= Your Candidates-Your Health =

Your Candidates–Your Health is an initiative launched by Research!America and partner organizations to inform voters of their presidential and congressional candidates’ views on health and research. The resource is a free, online voter education tool featuring candidates’ responses to questions about health and research.

==History==
In 2006, all candidates for the United States House of Representatives and Senate were invited to respond to a 10-question survey on several health and research issues, including stem cell research, research funding and global competitiveness in innovation. Candidates' responses, along with the public's view on the same questions, were posted on the Your Candidates–Your Health website and were available to educate voters’ decisions in the 2006 congressional elections.

The initiative continued in 2007 with attention shifted to the 2008 United States presidential election. Presidential candidates from both parties were asked 17 questions in a survey on health, research and other related issues. The questionnaire covered topics such as the American health care system and its costs; health care coverage; electronic health records; global health; stem cell research; global competitiveness in innovation; and funding for the National Institutes of Health (NIH), the Centers for Disease Control and Prevention (CDC), the Agency for Healthcare Research and Quality (AHRQ) and the Food and Drug Administration (FDA).

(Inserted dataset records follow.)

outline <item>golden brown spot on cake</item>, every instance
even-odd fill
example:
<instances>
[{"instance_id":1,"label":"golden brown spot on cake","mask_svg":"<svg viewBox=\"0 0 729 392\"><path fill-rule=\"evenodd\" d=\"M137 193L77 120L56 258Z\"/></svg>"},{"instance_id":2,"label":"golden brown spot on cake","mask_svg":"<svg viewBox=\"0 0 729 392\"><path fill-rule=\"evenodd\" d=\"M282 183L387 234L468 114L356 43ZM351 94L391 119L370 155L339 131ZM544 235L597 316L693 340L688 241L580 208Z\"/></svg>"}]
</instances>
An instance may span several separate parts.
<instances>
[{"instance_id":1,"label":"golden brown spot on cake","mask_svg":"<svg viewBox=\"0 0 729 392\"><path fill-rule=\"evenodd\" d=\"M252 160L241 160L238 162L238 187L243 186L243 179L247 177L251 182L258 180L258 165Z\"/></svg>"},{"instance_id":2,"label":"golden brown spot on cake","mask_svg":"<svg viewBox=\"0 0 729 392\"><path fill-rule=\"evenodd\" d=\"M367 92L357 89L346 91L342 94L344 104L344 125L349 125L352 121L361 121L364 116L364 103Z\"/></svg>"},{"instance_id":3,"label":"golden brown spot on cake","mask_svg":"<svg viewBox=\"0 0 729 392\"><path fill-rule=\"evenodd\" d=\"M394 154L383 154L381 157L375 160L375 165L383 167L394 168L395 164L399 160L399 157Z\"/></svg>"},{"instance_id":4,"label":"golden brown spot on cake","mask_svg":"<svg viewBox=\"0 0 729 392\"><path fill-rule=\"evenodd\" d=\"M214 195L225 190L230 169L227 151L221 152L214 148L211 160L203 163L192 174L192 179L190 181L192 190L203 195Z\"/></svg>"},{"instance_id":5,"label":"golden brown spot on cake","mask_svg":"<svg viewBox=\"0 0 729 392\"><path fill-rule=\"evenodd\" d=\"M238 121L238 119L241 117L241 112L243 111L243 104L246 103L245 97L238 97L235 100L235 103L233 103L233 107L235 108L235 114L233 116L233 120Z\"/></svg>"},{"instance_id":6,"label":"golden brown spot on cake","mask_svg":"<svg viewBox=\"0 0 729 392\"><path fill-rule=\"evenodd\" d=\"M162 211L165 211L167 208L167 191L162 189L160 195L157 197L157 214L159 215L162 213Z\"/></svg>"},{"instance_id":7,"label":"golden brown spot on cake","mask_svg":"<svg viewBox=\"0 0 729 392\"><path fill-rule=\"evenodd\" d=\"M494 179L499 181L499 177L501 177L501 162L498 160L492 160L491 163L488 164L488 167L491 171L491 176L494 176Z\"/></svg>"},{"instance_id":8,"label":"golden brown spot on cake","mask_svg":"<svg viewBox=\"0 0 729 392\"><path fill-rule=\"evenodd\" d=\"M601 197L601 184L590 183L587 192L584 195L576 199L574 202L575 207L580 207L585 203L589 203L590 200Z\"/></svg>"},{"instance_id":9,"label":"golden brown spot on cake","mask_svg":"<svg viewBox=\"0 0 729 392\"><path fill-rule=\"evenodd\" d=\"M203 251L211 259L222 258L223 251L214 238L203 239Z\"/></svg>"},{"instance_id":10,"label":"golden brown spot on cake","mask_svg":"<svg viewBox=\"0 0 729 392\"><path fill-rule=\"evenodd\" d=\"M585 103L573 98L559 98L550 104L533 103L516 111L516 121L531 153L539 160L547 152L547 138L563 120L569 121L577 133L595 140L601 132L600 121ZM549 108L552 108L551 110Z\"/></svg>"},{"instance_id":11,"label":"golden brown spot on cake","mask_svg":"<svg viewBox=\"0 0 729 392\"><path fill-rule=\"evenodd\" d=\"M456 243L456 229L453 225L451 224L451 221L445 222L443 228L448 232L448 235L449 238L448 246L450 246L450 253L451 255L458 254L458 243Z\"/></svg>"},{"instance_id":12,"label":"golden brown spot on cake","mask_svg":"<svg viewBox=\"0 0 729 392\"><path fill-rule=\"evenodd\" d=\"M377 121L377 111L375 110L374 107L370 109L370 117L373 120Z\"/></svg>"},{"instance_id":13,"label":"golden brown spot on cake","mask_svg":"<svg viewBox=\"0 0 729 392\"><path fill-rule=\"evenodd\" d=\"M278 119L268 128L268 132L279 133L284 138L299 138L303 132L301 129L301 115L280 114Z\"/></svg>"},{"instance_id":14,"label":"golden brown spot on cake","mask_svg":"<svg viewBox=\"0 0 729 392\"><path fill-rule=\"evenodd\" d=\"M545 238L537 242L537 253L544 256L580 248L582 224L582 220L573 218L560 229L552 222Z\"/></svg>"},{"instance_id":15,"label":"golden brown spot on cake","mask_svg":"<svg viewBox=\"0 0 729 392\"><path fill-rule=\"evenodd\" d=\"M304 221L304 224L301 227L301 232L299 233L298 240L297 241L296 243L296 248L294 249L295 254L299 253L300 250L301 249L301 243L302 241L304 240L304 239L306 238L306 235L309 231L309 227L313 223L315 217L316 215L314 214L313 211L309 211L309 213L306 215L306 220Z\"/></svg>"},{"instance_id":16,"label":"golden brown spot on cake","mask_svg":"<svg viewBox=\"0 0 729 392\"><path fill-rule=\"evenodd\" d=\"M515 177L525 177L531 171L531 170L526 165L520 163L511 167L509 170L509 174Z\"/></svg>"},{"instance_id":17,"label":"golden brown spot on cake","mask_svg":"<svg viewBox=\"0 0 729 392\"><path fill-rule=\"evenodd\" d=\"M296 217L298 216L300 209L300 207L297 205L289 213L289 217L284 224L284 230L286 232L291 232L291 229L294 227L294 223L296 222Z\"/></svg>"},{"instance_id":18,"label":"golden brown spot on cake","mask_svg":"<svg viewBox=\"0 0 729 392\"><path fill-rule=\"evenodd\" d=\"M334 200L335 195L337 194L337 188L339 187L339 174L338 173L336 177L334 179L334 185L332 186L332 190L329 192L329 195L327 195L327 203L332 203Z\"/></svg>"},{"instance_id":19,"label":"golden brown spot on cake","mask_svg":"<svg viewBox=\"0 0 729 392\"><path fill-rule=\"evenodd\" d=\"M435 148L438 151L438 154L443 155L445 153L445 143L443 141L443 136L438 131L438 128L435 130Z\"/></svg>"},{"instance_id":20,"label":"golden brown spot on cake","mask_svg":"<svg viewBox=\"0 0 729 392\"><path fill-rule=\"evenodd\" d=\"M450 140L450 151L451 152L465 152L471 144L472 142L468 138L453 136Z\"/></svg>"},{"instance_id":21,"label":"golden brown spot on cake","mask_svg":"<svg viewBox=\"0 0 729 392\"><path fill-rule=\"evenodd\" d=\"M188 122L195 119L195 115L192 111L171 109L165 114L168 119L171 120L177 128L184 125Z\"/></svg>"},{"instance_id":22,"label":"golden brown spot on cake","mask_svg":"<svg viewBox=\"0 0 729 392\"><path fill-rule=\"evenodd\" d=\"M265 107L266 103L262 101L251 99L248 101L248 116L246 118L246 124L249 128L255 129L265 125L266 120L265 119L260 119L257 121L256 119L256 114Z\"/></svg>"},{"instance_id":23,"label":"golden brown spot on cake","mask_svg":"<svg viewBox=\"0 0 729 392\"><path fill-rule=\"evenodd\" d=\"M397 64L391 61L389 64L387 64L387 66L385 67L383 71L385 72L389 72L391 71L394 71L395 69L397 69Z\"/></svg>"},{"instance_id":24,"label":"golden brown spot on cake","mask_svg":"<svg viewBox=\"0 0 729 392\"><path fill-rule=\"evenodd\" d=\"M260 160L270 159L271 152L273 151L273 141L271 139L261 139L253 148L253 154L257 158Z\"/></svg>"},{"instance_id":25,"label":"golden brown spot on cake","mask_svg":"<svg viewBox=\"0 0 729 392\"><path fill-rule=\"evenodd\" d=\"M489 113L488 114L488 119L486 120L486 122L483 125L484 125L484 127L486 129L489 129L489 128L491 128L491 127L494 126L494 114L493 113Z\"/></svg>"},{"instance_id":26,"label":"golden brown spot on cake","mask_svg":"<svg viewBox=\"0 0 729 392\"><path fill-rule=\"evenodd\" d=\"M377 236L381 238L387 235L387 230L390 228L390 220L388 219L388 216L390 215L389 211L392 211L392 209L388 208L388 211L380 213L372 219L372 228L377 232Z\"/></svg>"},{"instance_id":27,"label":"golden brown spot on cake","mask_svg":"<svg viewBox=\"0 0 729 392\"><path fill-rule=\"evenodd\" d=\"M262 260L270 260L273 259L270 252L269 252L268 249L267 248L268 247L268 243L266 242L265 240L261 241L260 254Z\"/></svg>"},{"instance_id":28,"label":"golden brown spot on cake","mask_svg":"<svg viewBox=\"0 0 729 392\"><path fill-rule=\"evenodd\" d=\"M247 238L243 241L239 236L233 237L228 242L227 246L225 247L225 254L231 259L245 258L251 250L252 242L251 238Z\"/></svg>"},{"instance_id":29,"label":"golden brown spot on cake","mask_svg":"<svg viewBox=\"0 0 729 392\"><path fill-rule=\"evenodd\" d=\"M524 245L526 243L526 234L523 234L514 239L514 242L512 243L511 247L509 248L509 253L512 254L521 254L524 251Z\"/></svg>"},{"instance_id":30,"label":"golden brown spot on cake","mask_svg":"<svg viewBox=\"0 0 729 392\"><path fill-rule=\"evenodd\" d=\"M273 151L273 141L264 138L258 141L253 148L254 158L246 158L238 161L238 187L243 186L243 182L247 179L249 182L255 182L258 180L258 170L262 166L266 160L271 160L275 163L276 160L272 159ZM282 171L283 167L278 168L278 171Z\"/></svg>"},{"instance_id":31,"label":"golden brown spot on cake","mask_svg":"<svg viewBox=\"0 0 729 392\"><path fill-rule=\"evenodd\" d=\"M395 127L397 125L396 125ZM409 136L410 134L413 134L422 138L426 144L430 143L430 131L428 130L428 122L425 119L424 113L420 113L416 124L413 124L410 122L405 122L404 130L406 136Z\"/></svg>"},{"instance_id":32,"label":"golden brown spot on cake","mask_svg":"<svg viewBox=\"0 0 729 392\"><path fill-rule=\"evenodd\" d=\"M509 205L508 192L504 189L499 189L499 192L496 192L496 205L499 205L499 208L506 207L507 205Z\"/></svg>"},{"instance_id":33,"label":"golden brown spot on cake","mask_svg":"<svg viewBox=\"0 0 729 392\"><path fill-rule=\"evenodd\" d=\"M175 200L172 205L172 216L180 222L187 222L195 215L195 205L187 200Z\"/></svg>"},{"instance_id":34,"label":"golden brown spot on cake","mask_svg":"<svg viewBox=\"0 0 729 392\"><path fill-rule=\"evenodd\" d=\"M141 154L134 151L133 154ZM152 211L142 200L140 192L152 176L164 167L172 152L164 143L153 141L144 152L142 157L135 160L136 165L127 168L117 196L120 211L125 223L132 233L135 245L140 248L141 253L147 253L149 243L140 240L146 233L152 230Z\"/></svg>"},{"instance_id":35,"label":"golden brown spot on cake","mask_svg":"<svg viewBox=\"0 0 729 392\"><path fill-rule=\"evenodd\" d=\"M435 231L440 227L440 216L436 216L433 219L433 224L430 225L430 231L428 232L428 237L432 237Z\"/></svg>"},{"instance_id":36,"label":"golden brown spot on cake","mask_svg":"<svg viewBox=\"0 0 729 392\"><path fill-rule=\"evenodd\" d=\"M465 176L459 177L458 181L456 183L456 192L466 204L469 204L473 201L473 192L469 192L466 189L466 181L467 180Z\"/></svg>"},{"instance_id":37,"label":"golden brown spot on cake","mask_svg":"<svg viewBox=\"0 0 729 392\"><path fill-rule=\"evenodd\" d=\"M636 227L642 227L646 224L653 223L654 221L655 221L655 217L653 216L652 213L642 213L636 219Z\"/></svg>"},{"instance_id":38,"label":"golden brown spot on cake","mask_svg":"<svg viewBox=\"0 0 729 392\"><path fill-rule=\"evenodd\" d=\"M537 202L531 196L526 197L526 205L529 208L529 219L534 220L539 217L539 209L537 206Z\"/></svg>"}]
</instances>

The nonpartisan initiative was advertised in key primary states in early 2008. As part of its promotion, voters were asked to contact candidates and encourage them to respond to the survey. Presidential candidate Senator Barack Obama and Senator John McCain responded.

The initiative is now collecting responses from the 2012 presidential and congressional candidates. As March 2012, responses from President Barack Obama and presidential candidate Newton Gingrich are available.